Spätestens seit dem Maifeld Derby 2016 ist Martin Kohlstedt Musikliebhabern in der Quadratestadt ein Begriff. In der Alten Feuerwache in Mannheim zeigt er nun wieder seine Genialität und beschert den Besuchern ein Konzerterlebnis der Meisterklasse.

Wer jemals Martin Kohlstedts Musik gehört hat, weiß, welche wunderschöne Kompositionen der Virtuose am Klavier erschaffen kann. Zweifler fragen sich aber vielleicht, ob seine Musik live funktioniert, oder ob das Konzerterlebnis nicht vielleicht etwas langatmig ist.

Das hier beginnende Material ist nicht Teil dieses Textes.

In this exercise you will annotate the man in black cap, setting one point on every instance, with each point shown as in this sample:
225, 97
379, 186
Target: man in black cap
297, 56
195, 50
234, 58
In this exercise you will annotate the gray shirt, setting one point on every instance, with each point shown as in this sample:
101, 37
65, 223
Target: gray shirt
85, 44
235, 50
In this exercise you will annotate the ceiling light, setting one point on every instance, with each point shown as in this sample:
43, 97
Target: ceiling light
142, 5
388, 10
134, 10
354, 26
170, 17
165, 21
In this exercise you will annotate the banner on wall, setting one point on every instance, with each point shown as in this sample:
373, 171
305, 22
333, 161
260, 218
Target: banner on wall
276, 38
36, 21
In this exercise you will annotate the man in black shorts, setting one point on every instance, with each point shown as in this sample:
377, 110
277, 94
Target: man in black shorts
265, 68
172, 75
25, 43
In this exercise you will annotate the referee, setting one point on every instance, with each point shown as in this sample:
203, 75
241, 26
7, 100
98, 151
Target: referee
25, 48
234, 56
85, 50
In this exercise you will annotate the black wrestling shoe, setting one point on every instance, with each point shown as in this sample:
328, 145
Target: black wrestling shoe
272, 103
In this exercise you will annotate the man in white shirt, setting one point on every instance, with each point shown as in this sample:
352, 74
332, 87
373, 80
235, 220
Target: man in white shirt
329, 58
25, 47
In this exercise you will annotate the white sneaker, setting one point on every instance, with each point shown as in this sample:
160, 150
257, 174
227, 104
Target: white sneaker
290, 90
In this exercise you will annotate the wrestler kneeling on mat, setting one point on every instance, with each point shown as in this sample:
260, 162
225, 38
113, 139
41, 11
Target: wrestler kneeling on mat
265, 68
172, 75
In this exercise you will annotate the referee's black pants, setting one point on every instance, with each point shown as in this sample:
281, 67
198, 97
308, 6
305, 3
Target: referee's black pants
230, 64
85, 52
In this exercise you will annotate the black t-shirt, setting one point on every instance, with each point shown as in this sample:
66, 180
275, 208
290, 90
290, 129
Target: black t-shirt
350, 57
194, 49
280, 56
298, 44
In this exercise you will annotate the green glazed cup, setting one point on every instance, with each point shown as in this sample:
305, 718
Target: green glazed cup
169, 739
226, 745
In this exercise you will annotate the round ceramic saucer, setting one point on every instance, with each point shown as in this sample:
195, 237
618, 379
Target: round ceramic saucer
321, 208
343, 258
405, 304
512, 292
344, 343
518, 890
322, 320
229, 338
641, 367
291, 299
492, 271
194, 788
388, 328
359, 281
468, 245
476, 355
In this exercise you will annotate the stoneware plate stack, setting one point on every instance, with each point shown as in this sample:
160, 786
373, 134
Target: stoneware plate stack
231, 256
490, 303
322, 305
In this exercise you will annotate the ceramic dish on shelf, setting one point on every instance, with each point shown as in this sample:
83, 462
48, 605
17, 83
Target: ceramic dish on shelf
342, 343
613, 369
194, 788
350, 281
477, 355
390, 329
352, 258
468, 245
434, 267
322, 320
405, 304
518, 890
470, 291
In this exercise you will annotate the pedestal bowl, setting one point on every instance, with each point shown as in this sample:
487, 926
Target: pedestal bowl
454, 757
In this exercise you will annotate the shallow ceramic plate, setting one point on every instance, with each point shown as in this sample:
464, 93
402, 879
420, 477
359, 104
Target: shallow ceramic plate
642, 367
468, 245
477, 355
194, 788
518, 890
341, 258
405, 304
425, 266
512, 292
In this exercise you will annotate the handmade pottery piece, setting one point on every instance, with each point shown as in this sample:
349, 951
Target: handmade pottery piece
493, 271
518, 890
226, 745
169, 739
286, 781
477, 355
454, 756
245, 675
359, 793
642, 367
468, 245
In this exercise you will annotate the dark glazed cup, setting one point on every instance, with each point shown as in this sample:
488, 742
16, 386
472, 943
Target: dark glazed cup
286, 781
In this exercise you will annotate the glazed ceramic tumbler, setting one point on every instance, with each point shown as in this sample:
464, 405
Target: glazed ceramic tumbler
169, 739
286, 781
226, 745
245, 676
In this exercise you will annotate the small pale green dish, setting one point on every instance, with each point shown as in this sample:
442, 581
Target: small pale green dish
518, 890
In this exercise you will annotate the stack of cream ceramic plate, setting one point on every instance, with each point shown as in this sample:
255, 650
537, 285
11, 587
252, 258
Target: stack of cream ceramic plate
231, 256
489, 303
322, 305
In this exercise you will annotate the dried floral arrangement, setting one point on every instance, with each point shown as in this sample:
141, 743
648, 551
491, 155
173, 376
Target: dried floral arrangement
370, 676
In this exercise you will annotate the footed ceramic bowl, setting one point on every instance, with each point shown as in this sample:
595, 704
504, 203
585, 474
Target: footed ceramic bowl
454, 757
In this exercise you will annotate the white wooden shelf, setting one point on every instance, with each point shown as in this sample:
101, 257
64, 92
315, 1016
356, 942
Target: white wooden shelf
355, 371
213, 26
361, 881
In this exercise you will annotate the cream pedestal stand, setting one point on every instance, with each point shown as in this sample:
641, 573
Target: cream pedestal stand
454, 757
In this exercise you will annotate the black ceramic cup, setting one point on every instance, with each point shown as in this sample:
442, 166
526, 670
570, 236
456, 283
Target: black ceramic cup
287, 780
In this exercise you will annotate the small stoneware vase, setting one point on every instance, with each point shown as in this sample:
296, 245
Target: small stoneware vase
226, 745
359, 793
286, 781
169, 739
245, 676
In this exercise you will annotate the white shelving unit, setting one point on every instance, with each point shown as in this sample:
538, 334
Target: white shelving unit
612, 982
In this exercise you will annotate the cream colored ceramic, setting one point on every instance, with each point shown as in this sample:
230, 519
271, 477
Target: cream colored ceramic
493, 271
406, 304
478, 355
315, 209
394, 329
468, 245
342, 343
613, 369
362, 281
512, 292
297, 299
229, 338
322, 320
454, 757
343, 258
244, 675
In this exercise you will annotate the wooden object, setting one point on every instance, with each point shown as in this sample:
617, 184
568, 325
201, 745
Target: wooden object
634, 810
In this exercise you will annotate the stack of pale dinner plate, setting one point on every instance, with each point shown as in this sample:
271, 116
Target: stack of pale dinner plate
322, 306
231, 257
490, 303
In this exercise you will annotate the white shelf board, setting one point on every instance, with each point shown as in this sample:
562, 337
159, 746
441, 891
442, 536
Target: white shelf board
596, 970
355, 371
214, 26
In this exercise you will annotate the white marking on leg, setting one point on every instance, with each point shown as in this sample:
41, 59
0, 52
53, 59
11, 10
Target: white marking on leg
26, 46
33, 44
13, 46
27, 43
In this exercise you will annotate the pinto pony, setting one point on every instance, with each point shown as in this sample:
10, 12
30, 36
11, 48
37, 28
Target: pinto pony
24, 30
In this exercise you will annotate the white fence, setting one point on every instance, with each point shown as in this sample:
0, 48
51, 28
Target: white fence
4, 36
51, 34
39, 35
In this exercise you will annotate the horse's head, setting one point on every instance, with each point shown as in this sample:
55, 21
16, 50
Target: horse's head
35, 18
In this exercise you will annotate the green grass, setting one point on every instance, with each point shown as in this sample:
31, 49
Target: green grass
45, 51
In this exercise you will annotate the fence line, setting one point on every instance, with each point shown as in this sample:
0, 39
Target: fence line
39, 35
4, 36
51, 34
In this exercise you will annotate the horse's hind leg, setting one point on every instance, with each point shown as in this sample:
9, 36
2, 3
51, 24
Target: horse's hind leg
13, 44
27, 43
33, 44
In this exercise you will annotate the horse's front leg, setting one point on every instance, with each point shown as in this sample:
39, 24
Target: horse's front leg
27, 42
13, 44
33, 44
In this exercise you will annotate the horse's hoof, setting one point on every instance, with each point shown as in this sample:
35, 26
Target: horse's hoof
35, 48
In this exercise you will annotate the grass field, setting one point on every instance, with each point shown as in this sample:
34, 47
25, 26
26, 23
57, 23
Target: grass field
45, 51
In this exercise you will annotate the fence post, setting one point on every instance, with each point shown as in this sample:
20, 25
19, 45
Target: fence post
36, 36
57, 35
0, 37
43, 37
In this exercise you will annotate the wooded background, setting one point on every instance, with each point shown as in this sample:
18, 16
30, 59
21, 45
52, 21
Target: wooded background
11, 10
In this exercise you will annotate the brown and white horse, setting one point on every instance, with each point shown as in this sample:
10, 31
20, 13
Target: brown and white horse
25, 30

Die Besucher der gut besuchten Alten Feuerwache in Mannheim können aber eindeutig und vehement klarstellen, dass seine Musik sehr wohl live funktioniert, und mehr als das – dass sie absolut mitreißend ist.

Kontrastreich

Der Abend ist geprägt von Kontrasten. Da ist Kohlstedt, der mit seiner Musik in immer weitere Höhen entschwebt, laut und elektronisch wird, mit vollem Körpereinsatz in seine Performance eintaucht, nur um dann in sich selbst zusammenzusacken und wieder die leisesten und zartesten Melodien aufzugreifen.

Oder das Licht, das genau so minimalistisch wie eindrucksvoll einen stetigen Farbkontrast bildet. Mal sind es nur die kleinsten Lichter auf der Bühne, die sich mit ihrem sanften Schein von der Dunkelheit abheben, mal sind es die Scheinwerfer, die warmes Licht auf den Künstler werfen und kaltes auf sein Equipment. Hier trifft eins auf das andere. Hell auf dunkel, warm auf kalt, Tag auf Nacht. Das verbindende Element ist, wie sollte es auch anders sein, natürlich der Künstler.

Der bildet einen nicht minder beeindruckenden Kontrast. So elegant, expressiv und meisterhaft er in seiner Musik und seiner Performance ist, so unbeholfen, in sich gekehrt und zerstreut wirkt er, wenn er sich dem Publikum zuwendet. Die Art, wie er mit den Zuschauern redet und Geschichten erzählt erinnert fast schon an eine Stand-Up-Routine. Aber Genie und Wahnsinn sollen ja nahe zusammen liegen, da überrascht es nicht, dass dieser Meister am Klavier abseits seines Instruments etwas verpeilt wirkt.

Die magische Drei

Ein fixes Set scheint Kohlstedt übrigens auch nicht zu haben. Nachdem er zu Beginn ein Stück spielt, das er den Zuschauern nur so um die Ohren haut, dreht er sich schüchtern zum Publikum, begrüßt es und wundert sich, warum er gerade so angefangen hat. Es ist eben einfach passiert, die Musik hat ihn dazu getrieben.

Überhaupt, so erklärt er, seien seine Stücke nie fertig. Deswegen verwendet er dreistelligen Titel, die für kleine eigenstehende Module stehen, die man mit anderen Kompositionen verbinden und stetig weiterentwickeln kann – und die einen eben dort hintragen, wo sie wollen.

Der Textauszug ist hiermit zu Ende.